For more than three decades, it has done a very good job of keeping the nation's waters clean. While it may seem undignified to liken the Clean Water Act to a washing machine, it is useful to help us remember that the law does something that needs to be done - protecting our essential waters and wetlands.

One of the problems with the law always has been defining "where the waters end." The law charges the Army Corps of Engineers with responsibility for issuing permits for discharges of dredge and fill material (dirt from construction) into the nation's waters.

In 1977, the corps' regulations defined those waters to include wetlands and intermittent streams.

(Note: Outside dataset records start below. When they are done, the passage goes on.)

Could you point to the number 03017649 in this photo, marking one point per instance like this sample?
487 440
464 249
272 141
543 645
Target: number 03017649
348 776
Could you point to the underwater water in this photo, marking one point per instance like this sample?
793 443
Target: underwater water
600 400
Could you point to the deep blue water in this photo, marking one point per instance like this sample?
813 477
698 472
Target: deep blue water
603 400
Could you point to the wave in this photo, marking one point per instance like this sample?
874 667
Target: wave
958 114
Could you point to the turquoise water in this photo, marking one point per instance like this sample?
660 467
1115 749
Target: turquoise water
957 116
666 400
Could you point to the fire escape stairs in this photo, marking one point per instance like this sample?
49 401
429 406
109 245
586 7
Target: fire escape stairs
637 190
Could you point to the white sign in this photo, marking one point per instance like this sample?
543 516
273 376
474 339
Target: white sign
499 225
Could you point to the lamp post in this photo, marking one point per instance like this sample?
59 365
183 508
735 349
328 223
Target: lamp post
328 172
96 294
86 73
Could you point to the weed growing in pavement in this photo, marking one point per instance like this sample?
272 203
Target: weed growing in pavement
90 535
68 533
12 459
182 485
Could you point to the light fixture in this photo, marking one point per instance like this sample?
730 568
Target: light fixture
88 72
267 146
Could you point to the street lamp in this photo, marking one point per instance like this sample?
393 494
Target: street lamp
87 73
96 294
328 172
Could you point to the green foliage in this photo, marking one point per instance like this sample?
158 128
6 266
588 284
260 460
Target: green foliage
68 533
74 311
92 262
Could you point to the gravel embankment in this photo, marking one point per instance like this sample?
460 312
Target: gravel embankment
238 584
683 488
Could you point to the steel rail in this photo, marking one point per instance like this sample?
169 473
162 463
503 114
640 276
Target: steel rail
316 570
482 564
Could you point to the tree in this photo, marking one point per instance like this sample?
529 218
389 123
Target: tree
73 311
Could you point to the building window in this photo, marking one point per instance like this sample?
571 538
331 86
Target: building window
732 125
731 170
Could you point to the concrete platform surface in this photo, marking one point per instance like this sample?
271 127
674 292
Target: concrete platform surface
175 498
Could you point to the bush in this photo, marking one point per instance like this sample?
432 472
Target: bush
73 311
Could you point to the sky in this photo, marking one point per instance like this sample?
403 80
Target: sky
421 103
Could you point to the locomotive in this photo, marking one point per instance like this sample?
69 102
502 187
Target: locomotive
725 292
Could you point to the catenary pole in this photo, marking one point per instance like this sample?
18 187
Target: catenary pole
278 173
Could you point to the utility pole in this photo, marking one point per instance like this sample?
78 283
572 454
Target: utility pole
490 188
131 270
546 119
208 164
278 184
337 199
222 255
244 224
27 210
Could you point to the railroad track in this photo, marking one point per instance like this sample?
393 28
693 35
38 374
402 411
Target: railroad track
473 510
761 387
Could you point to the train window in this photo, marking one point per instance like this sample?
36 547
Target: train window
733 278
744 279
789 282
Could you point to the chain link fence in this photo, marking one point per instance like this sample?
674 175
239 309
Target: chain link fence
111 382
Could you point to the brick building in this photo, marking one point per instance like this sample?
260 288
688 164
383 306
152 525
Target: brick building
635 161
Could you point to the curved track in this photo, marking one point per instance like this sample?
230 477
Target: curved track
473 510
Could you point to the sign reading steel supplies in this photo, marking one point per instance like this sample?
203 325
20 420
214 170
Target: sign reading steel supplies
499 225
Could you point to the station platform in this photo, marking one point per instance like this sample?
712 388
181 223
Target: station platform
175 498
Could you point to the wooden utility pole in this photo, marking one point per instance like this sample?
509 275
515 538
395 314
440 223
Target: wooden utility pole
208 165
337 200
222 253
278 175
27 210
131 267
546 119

Engineers generally understand that water flows downhill. They understand that if you want to protect the quality of the nation's waters, you have to protect the quality of the wet places from which they rise. These basic points seem to escape judges with surprising frequency.

In 1989, John Rapanos wanted to develop land he owned in Michigan. Mr. Rapanos' land met the long-established corps' definition of "wetland." The corps informed Mr. Rapanos that he would have to get a permit under the Clean Water Act to destroy his wetlands.

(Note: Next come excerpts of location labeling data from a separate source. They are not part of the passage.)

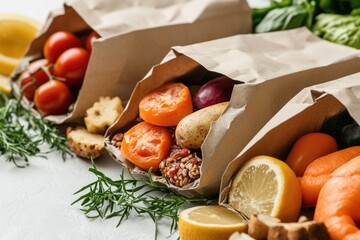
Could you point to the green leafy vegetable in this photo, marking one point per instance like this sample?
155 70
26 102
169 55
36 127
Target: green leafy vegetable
22 133
107 198
337 6
342 29
294 16
259 13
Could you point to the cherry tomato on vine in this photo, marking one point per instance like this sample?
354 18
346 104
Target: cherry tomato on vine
71 65
53 98
92 37
58 43
146 145
34 77
166 105
307 148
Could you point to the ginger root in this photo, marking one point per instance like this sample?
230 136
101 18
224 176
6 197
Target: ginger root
270 228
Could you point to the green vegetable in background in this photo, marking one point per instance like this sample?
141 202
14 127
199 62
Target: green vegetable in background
337 6
259 13
342 29
298 15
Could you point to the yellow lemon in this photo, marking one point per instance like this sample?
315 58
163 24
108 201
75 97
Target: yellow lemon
209 223
5 85
16 33
266 185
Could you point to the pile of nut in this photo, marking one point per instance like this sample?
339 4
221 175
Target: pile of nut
181 167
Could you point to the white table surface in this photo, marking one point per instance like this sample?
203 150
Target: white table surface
35 201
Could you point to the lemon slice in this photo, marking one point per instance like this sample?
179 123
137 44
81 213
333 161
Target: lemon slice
209 222
5 85
266 185
16 34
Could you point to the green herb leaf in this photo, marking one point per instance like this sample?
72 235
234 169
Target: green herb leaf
22 133
107 198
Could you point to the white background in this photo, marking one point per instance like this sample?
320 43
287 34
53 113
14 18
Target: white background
35 201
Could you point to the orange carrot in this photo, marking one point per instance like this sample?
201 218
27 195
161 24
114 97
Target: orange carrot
339 201
319 171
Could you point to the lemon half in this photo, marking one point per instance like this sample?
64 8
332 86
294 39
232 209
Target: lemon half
209 222
266 185
16 34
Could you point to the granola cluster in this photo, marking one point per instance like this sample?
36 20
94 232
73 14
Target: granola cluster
117 139
181 167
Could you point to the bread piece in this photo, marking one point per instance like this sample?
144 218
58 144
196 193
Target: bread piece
83 143
103 114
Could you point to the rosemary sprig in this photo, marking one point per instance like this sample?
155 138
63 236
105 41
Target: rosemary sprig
107 198
22 133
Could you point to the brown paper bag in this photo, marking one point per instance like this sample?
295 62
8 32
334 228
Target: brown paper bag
305 113
272 66
135 36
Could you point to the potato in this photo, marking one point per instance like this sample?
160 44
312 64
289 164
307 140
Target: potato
191 131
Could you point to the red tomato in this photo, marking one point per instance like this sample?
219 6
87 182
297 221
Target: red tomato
146 145
166 105
309 147
71 65
58 43
92 37
53 98
34 77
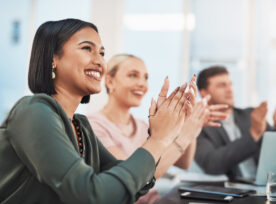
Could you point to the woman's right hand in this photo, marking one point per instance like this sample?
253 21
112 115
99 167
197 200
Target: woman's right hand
194 123
166 121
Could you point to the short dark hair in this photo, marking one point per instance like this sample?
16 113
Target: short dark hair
205 74
49 40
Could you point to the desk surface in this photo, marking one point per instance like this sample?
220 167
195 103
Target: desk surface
173 198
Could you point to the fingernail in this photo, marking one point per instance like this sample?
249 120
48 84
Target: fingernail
184 86
192 91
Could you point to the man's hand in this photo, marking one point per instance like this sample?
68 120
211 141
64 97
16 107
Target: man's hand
258 121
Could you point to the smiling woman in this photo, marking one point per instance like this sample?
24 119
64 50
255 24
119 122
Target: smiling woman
126 82
50 154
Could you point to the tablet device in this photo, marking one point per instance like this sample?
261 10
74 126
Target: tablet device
205 196
207 189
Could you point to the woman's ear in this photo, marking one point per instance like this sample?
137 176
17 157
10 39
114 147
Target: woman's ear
55 61
109 83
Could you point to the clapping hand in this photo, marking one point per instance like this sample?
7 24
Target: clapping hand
258 121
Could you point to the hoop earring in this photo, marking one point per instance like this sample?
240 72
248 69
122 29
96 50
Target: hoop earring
53 73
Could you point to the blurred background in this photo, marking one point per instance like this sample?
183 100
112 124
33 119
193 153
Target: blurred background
176 38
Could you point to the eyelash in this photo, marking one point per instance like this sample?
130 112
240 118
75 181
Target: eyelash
89 49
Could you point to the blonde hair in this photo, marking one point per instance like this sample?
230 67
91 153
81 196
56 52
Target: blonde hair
114 63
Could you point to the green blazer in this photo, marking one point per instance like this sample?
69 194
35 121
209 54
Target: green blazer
40 163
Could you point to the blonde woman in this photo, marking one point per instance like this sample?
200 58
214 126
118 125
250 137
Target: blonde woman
126 82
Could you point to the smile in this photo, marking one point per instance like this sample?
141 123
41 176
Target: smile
96 74
140 93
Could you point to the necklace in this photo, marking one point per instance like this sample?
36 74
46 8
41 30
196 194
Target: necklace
79 137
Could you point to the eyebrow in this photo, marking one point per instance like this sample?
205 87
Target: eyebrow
91 43
136 71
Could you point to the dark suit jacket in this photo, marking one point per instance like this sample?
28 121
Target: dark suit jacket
216 154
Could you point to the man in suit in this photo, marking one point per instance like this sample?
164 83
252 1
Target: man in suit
232 149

Initially, Mr. Rapanos and the corps fought about a legitimate legal issue: whether, under the corps' regulations and the Supreme Court's previous decisions, there was a sufficient "hydrological connection" between the wetlands owned by Mr. Rapanos and a navigable body of water. This was the leak in the washing machine: a modest problem that required attention.

The U.S. District Court in Michigan ruled for the corps, holding that Mr. Rapanos had broken the law by failing to get a permit to fill his lands. The 6th Circuit Court of Appeals agreed. The Supreme Court decided to review the case.

The silly part: The Supreme Court dealt with this relatively modest issue of regulatory jurisdiction Tuesday by issuing five opinions totaling 104 pages. It seemed more like open-mike night at the judges' cafM-i than a Supreme Court ruling.

The "plurality" opinion - signed by Justices John G. Roberts Jr., Antonin Scalia, Clarence Thomas and Samuel A. Alito Jr. - demonstrated very little interest in Mr. Rapanos' problem. The justices complained about the Clean Water Act, the corps' regulations interpreting it and the corps itself.

In dissent, four justices - John Paul Stevens, David H. Souter, Ruth Bader Ginsburg and Stephen G. Breyer - tried to plug the leak by affirming the lower courts and providing a reasoned basis for extending jurisdiction to Mr. Rapanos' land.

Justice Anthony M. Kennedy dithered in a lengthy concurrence that sided with the plurality and agreed with the dissent on most points. Chief Justice Roberts wrote a separate brief opinion that the corps was somehow responsible for the court's incomprehensible offering. Justice Breyer added another brief opinion urging the corps to write new regulations to resolve the mess.

The tragedy: In issuing its opinions, the Supreme Court ignored its obligation to interpret the law to provide intelligible rules that the corps and the rest of us can live by.

Mr. Rapanos will suffer. His case has been remanded to lower courts (that have already ruled against him) for reconsideration under new incomprehensible standards.

The corps will suffer. It will be swamped by litigation based on creative readings of the court's five opinions. The new regulations Justice Breyer demands will be almost impossible to write.

The nation will suffer because waters and wetlands will go unprotected as courts, agencies and the rest of us try to sort out the mess the Supreme Court has made.